For example, GPT 4.1:
Window size - 1,047,576
Max Output Tokens - 32,768
So, in reality, this is a multifaceted problem that involves architecture, datasets, compute power, and business practices.
LLMs are pattern prediction systems; they take the input and try to determine the most likely continuation of the patterns present. This works really well for short contexts because shorter contexts allow for more distinct variance in token probabilities. The longer the context, the less variance there is between tokens, leading to contextual drift or context loss in extremely long contexts.
There are various efforts to mitigate this, but it remains a significant issue. The problem stems from how LLM attention mechanisms work and the type of data they're trained on. Attention compares every token to every other token using dot products of the K, V, and Q values. While this lets the AI understand the relative importance of tokens, it becomes murkier with longer contexts.
Regarding datasets, they do play a role in the model's capabilities. Long contexts require a large amount of memory, making training quite intensive. Companies like Meta and OpenAI have the hardware to develop longer context models, but it’s still expensive. Unfortunately, these AIs can't extrapolate beyond the material they were trained on. If you train a model with 100-token samples, it can't extrapolate to 200 tokens.
Some solutions, like sliding context windows and streaming, try to address this. However, my understanding is that they only shift the reference starting point of the context, not increase the number of tokens the model can handle.
As for the actual content of the datasets, you're right; many free, open-source projects could provide lengthy data for training. However, this also ties into the processing power requirements for an LLM. The longer the context, the more compute time and power required. Many datasets were pre-trimmed or segmented to have a uniform max length. Smaller operations often don't have the capital to buy, rent, or power enough hardware for extremely long contexts. Training new architectures from scratch is costly, so reducing the max context length is a simple cost-cutting solution.
This leads to another issue. Since LLMs are pattern prediction systems, if they're mostly trained on short snippets, they'll produce more diverse short output probabilities, making them more prone to selecting short outputs. More choices in outputs means there is a greater likelyhood of one of them matching the pattern the LLM is working with.

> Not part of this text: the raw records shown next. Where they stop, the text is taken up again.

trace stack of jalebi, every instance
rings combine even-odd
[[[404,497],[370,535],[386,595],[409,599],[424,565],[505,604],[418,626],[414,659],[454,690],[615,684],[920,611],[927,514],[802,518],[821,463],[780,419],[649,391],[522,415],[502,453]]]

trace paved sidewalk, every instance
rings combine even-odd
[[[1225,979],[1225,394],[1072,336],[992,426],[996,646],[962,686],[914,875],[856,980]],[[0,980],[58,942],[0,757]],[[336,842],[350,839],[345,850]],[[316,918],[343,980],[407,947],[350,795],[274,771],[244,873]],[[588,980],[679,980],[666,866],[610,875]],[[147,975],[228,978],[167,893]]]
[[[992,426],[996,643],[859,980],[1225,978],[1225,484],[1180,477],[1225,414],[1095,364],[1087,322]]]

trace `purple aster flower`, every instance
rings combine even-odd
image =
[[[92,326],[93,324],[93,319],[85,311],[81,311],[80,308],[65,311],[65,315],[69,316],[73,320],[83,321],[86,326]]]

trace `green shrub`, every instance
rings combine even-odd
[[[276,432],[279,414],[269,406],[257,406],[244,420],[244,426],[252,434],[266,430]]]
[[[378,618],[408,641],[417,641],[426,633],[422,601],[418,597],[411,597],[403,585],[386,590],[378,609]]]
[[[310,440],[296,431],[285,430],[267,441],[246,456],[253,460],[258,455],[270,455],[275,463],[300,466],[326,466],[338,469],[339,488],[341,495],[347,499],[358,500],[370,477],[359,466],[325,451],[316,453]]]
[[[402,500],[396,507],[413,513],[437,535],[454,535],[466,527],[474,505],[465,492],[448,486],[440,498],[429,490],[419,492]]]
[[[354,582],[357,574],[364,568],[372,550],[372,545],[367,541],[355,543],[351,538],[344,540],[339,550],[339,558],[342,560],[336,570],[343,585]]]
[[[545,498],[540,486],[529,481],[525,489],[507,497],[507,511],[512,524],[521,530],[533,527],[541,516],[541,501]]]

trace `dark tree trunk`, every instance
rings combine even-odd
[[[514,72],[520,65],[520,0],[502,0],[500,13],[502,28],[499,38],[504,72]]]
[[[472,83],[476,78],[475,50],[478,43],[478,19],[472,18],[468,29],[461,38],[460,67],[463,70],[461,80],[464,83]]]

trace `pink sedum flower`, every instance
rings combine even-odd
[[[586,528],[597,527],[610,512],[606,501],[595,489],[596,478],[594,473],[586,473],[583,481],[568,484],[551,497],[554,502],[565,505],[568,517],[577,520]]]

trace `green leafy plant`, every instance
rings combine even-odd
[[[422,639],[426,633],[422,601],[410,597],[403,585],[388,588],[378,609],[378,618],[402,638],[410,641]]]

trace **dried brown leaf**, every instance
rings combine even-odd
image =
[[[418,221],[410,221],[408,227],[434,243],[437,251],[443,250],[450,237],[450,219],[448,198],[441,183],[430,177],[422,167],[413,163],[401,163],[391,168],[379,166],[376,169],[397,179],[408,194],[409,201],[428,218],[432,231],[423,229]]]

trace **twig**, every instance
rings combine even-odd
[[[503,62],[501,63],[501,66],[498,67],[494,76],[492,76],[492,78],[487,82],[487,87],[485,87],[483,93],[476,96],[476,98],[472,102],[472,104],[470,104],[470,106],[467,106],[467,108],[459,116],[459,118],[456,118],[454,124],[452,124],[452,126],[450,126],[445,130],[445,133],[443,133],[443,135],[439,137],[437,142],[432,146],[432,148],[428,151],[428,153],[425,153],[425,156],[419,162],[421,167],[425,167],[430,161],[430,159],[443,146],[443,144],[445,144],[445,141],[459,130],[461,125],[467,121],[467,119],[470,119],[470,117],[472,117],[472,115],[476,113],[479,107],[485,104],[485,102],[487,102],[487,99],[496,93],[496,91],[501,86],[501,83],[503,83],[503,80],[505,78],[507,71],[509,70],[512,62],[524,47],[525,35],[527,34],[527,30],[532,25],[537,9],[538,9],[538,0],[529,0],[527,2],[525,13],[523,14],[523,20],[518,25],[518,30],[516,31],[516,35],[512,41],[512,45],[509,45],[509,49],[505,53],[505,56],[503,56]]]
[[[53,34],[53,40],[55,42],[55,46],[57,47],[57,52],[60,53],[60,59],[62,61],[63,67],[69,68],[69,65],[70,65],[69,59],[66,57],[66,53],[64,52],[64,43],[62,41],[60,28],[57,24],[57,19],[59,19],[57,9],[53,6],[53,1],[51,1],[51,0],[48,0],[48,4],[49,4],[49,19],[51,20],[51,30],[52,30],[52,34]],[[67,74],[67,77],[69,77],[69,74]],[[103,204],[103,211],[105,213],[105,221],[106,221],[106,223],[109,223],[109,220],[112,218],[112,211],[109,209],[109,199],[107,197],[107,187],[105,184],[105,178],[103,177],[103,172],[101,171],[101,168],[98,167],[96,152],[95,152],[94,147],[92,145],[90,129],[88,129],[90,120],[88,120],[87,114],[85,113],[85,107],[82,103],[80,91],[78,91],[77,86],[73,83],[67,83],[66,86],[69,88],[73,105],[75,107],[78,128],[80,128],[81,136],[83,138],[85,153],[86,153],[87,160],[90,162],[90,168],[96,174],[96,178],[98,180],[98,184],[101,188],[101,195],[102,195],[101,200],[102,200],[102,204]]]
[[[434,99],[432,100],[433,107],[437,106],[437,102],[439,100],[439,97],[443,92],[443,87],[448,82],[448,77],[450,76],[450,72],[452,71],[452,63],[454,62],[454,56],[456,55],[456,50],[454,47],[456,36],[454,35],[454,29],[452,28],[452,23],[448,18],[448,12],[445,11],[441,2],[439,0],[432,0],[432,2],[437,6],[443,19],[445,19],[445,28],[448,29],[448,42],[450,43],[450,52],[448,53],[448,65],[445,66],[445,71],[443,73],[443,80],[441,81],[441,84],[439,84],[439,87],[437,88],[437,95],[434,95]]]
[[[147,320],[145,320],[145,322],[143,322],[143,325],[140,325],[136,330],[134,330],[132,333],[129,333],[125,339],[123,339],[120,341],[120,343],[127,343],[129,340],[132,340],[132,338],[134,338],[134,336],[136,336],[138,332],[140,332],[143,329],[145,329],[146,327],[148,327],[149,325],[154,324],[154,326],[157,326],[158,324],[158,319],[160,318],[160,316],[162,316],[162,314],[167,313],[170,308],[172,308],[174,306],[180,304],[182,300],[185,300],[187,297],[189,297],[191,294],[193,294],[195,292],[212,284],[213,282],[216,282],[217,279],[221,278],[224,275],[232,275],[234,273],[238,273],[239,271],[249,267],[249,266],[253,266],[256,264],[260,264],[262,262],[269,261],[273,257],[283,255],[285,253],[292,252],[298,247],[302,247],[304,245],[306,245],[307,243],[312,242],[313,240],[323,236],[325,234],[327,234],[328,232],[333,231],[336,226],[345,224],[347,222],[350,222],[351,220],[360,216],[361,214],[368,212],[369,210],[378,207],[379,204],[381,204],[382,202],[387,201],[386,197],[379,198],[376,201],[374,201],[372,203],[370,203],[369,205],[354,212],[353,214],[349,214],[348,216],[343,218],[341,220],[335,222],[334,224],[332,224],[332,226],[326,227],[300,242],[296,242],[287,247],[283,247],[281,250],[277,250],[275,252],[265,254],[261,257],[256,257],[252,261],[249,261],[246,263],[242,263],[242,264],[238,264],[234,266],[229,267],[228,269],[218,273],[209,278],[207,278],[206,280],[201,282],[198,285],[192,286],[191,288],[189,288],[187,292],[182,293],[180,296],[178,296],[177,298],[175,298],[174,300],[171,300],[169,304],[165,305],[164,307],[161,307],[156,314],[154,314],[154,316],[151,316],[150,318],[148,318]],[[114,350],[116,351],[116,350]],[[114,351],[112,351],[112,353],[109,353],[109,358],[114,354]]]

Compute power is another widespread issue. In personal implementations, slower models with good results can be acceptable. However, for processing inputs for hundreds of users at a time, it's a different story. This ties closely with business practices. Longer user sessions on GPUs or clusters mean fewer customers served, equating to less revenue. By having a cutoff, businesses can serve more customers in a shorter time, leading to higher revenue.
If you've ever been stuck behind someone at a fast-food restaurant placing a large order, you've experienced this firsthand. Longer wait times for simple orders lead to less satisfied customers and a decline in clientele.
On top of all this, the method by which you run the LLM matters. For instance, IIRC, Ollama is set by default to handle 2k or 4k tokens. You need to configure it to work with larger contexts to use extended context models. Oobabooga's textgen webui offers multiple controls for this: you can set the max context size at load time, adjust the max context size passed to the LLM, and control the max output tokens. Each frontend has their own options, but I'm mostly familiar with Ooba and directly running llama.cpp.
But, and this is a big but, the model won't always produce the max output number for various reasons. One reason is the presence of the end-of-sentence token, which usually triggers the LLM to stop writing. Some UIs allow you to ban this token, making the model generate longer outputs.
It really boils down to a quote from the office: "Why waste time say lot word when few word do trick?"